Let us not forget that just as the sun will rise again bringing the light, so the night will fall again bringing the darkness. In life, the darkness occurs whenever I try to control something that I cannot control. For example, this morning I wanted to stand up on a surfboard and ride a wave. However the Ocean had other plans. There were no rideable waves. The more I tried, the darker the situation became. I noticed the waves were breaking nicely near the shoreline, but I knew that those waves would crush me into the hard ocean floor because there was not enough water to cushion my fall. I felt the darkness of an impossible situation. If I over-controlled to achieve my desire, I would risk severe injury. I screamed at Mother Earth in rage.
It is critically important for recovering people to realize that there will be times where we are lost again. Don't panic and try to take control. The first instinct of an addict is to control until there is a bad result. If we fail to accept that which we cannot control, our next instinct is to pick up a drink or other drug to escape from the darkness. The correct way to deal with the return of the dark night of the soul is to use a spiritual tool like acceptance, to surrender gracefully, what is commonly referred to in AA as "letting go." Today, I do not fear the return of the dark night of the soul. I recognize that it is borne from my trying to control something that I cannot control.

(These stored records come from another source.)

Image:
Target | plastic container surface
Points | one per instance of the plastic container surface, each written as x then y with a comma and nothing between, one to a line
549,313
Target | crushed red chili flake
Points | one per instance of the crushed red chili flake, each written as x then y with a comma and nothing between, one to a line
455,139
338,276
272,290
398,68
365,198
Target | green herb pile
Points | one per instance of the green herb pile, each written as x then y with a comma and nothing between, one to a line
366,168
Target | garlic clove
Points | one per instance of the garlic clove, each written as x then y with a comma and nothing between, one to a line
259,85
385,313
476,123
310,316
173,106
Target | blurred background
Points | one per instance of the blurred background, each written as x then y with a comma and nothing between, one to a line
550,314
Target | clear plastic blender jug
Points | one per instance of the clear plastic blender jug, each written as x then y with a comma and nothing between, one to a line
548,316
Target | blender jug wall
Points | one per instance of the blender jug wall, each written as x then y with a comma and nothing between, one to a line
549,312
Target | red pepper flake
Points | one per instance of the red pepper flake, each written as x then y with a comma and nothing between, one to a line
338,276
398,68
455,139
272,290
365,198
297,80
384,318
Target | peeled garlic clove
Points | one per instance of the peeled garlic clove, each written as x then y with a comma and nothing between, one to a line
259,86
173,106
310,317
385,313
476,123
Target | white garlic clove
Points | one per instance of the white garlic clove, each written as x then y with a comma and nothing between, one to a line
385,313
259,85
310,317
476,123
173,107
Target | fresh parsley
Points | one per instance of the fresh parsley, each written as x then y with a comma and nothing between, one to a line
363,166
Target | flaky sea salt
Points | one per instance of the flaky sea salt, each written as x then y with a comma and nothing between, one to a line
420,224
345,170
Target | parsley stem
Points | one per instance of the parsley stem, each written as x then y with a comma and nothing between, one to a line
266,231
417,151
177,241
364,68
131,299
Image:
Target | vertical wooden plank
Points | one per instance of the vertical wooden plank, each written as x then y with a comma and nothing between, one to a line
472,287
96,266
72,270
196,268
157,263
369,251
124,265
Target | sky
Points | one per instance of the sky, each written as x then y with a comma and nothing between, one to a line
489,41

Today I will not fear the darkness. I will recognize that it occurs when I do not have a solution to something that I cannot control...what AA members call, "handing over the towel but hanging onto the label." In such cases, I will relax and breathe and perhaps take a quick peronal inventory as to why I am trying to control something that I cannot. Is it that my ego is telling me I need to accomplish something to raise my low self esteem? Is it my need to appear a certain way to someone else? Am I being impatient? Always the solution lies in exercising a spiritual principle like being grateful for the problems that I am able to choose today because I am sober...like helping someone else...like being flexible in my plans...These solutions are what the Taoists call "non-doing" or "Wu-Wei"...the essence of letting go...Knowing one cannot control the ocean keeps one sober and serene and able to return to the sea perhaps on another day when the ocean is more accomodating. And if the ocean is never accomodating, the important thing is I didn't get drunk, stoned, or jeopardize my life.